About Face Normals and Removing Hidden Surfaces

There are several steps commonly taken to speed up the rendering process.

In order to minimize the time it takes to render a model, it is common practice to remove hidden surfaces or hide objects that are positioned off-camera.

Every surface that you model is made up of faces. Faces are either triangular or quadrilateral and each face has an inward- and outward-oriented side. The direction in which a face is pointing is defined by a vector called a normal. The direction of the normal indicates the front, or outer surface of the face.

Face normals determine the direction at which light is reflected (bounced) and bent (index of refraction). If the camera is behind a face, the face will be invisible to the camera, but still processed by the renderer to reflect lights and cast shadows.

In instances where you see a hole, it usually means the face is physically missing from the model or facing away from the camera.

If a face is missing, you’ll need to manually reconstruct it. For objects drawn using 3DFACE, the direction of normals is determined by the way a face is drawn in a right-handed coordinate system: if you draw the face counter-clockwise, the normals point outward; if you draw the face clockwise, the normals point inward. You should draw faces consistently.

Note: The normals on solid objects are usually correctly oriented, which can be an aid to creating models for rendering.
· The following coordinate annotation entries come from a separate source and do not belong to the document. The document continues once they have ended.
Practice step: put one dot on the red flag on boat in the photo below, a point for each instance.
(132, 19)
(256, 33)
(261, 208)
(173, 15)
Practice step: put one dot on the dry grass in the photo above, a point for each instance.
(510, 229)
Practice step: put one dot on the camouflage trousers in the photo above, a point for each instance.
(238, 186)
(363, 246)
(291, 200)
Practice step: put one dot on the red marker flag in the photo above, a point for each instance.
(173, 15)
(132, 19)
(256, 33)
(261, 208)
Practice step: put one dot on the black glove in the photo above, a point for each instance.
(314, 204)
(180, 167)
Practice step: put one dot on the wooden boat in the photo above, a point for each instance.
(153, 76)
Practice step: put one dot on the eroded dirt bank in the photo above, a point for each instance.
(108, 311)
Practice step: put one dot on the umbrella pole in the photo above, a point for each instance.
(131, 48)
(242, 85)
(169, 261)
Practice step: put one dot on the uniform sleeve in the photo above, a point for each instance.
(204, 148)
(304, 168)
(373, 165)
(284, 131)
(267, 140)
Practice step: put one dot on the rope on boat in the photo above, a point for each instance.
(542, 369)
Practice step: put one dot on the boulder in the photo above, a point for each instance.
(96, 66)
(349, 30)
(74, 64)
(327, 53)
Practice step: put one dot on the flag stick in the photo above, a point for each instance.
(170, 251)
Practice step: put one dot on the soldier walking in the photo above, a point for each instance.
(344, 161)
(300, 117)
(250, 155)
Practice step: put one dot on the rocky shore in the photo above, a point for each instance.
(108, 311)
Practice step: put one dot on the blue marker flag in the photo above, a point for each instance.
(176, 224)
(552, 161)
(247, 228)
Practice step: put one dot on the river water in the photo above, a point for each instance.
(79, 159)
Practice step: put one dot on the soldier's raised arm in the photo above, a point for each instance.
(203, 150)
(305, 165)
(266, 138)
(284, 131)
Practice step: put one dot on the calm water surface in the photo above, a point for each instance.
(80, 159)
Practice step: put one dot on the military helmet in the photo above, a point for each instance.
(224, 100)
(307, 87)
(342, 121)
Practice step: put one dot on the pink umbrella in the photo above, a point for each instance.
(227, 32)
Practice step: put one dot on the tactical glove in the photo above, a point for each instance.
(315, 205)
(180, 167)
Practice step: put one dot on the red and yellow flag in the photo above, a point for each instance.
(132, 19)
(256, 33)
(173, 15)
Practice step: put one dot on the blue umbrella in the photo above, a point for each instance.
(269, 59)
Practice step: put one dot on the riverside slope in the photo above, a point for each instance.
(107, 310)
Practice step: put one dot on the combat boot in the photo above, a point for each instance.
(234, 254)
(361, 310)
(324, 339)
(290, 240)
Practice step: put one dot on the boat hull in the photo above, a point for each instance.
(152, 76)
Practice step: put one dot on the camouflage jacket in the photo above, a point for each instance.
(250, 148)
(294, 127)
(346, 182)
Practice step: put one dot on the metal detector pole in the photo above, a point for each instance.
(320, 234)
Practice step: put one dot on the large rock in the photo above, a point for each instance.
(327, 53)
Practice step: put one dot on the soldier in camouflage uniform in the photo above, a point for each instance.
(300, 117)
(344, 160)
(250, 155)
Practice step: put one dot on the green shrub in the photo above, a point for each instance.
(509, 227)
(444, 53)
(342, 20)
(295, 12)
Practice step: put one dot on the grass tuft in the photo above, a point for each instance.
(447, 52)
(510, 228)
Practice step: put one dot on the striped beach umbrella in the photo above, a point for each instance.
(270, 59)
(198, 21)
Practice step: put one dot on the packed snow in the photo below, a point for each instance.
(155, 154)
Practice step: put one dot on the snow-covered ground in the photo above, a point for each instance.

When rendering, the renderer searches for all normals that point away from the viewpoint and removes the associated faces from the scene. This removal step is called back-face culling.

After the back faces have been removed, the renderer uses a Z buffer to compare relative distances along the Z axis. If the Z buffer indicates that one face overlaps another, the renderer removes the face that would be hidden. The time saved is in proportion to the number of faces discarded out of the total number of faces.

Every object in a scene is processed by the renderer, even objects that are off camera and are not going to be present in the rendered view. A model that is built with the intent of rendering will benefit from good layer management. By turning off layers containing objects that are not in the current view, you can increase rendering speed substantially.